All read and traversal operations have async equivalents. Blocking Rust work runs on a Tokio thread pool — your asyncio event loop is never blocked:

import asyncio, maggraph

async def agent_loop():
    config = maggraph.load_config("maggraph.toml")
    index  = config.open_index()

    # Non-blocking reads
    node   = await index.read_node_async("welcome")
    result = await index.traverse_async("welcome", depth=3, order="bfs")

    print(result.to_markdown(index))

    # LakehouseReader also has an async path
    reader = config.open_lakehouse_reader()
    nwc    = await reader.read_node_async(index, "customer_churn_q2")
    print(nwc.content.to_markdown())

asyncio.run(agent_loop())

LakehouseReader

When storage_mode = "lakehouse", nodes can point at external data sources. LakehouseReader resolves those pointers at read time and caches results:

import maggraph

config = maggraph.load_config("maggraph.toml")  # mode = "lakehouse"
index  = config.open_index()
reader = config.open_lakehouse_reader()

# Resolve a node's external content
result = reader.read_node(index, "customer_churn_q2")

print(result.node.id)          # "customer_churn_q2"
print(result.content.kind)     # "local" | "text" | "external_asset"
print(result.content.uri)      # "s3://corp-data/lake/churn_q2.parquet"
print(result.content.format)   # "parquet"
print(result.content.size_bytes)         # bytes, if known
print(result.content.parquet_magic_valid)# True/False for Parquet files

# Agent-friendly Markdown summary
print(result.content.to_markdown())
# → ## External asset
#   **URI:** `s3://corp-data/lake/churn_q2.parquet`
#   **Format:** `parquet`

# Convenience: call directly on the index
result2 = index.read_node_with_content(reader, "customer_churn_q2")

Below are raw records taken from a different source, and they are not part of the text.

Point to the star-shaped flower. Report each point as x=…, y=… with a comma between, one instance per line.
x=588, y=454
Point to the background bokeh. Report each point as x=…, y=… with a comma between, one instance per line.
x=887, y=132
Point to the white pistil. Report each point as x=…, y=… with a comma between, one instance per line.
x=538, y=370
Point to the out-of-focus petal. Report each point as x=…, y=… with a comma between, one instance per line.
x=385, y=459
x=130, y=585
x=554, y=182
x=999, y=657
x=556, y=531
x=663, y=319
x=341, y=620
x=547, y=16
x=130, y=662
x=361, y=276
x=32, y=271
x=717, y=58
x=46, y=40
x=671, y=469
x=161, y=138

# Inspect the in-memory content cache
print(reader.cache_len())    # number of cached entries
print(reader.cache_bytes())  # total bytes cached

content.kind values:

`kind`	`body`	`uri`	`format`	When
`"local"`	✅ Markdown text	None	None	Local mode, or lakehouse node without `source`
`"text"`	✅ Fetched text	✅	None	External text file
`"external_asset"`	None	✅	✅	S3, Parquet, or other binary asset

CLI

Install once:

cargo install --path maggraph-cli --features maggraph/ui
# or download a pre-built binary from GitHub Releases

All commands accept --config <path> (default: maggraph.toml). Logging: -v info, -vv debug, -vvv trace. Also respects RUST_LOG.

query

Traverse the graph and print a Markdown report to stdout:

maggraph query \
  --from welcome \
  --depth 2 \
  --order bfs \
  --config examples/basic/maggraph.toml

Flag	Default	Description
`--from`	required	Start node id
`--depth`	`2`	Max traversal hops (start node = depth 0)
`--order`	`bfs`	`bfs` (breadth-first) or `dfs` (depth-first)

init

Initialize a graph root directory. With --git, also initialises a Git repository (required when [sync] is configured).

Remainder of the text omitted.